Scientists clone adult mammal for first time

NEW YORK (AP) — Researchers have cloned an adult mammal for the first time, an astonishing scientific landmark that raises the unsettling possibility of making copies of people.
Scientists slipped genes from a 6-year-old ewe into unfertilized eggs and used them to try to create pregnancies in other sheep. The result: A lamb named Dolly, born in July, that is a genetic copy of the ewe.
The feat opens the door to cloning prized farm animals such as cattle, and should make it much easier to add or modify genes in livestock, experts said.
It’s also scientifically stunning. Researchers used DNA from the ewe’s udder cells, proving that mature mammal cells specialized for something other than reproduction could regenerate an entire animal.
Experts said the same technique might make it possible to clone humans, but emphasized that it would be unethical to try.
“There is no clinical reason why you would do this. Why would you make another human being?” said Ian Wilmut, one of the scientists who cloned the sheep. “We think it would be ethically unacceptable and certainly would not want to be involved in that project.”
Carl Feldbaum, president of the Biotechnology Industry Organization, which represents about 700 companies and research centers in the United States and abroad, agreed.

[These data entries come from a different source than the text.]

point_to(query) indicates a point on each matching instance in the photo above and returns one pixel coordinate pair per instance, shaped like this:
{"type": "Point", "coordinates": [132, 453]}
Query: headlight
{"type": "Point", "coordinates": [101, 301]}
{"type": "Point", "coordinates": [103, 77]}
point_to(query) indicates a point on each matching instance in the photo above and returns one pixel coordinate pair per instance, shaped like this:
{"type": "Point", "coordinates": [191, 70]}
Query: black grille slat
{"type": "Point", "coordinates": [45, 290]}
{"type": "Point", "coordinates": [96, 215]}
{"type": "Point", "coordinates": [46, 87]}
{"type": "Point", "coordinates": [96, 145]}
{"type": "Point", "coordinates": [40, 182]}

“I can think of no ethical reason to apply this technique to human beings, if in fact it can be applied,” he said Sunday.
“The biotechnology industry exists to use genetic information to cure disease and improve agriculture. We opposed human cloning when it was a theory. Now that it may be possible, we urge that it be prohibited by law.”
A report of the sheep cloning will be published in Thursday’s issue of the journal Nature by Wilmut and colleagues at the Roslin Institute near Edinburgh, Scotland, and others.
Before the new work, scientists had been able to take tissue from adult frogs and create genetically identical tadpoles. But the tadpoles never developed fully into frogs.
To do the sheep cloning, scientists took cells from the ewe’s udder tissue and cultivated them in a lab, using a treatment that made the cells essentially dormant. They also took unfertilized sheep eggs and removed the nucleus, the cells’ central control room that contains the genes.
Then they put the udder cells together with the egg cells and used an electric current to make them fuse. The eggs, now equipped with a nucleus, grew into embryos as if they’d been fertilized. The embryos were put into ewes to develop.
The process was horrendously inefficient. Of 277 fused eggs, only one led to a lamb.
Wilmut said he expects the efficiency to improve. Someday a dairy farmer, for example, might make a few clones of cows that are especially good at producing milk, resisting disease and reproducing, he said.
A farmer wouldn’t want entire herds of identical animals, because populations need a diverse genetic makeup, he said. Without that diversity, a lethal disease that struck one cow might wipe out all the clones, too.
The advance will also provide a much more efficient way to insert genes into livestock, Wilmut and others said. Inserted genes can be used to make animals secrete valuable drugs in their milk, for example.
Scientists currently insert genes into fertilized eggs in a laboratory, which is a very inefficient way to produce animals that use the genes properly.
With the new technique, they start with a virtually unlimited supply of body cells from an adult animal, use a much more effective lab technique to insert genes, identify cells that use the genes as planned, and fuse them to eggs.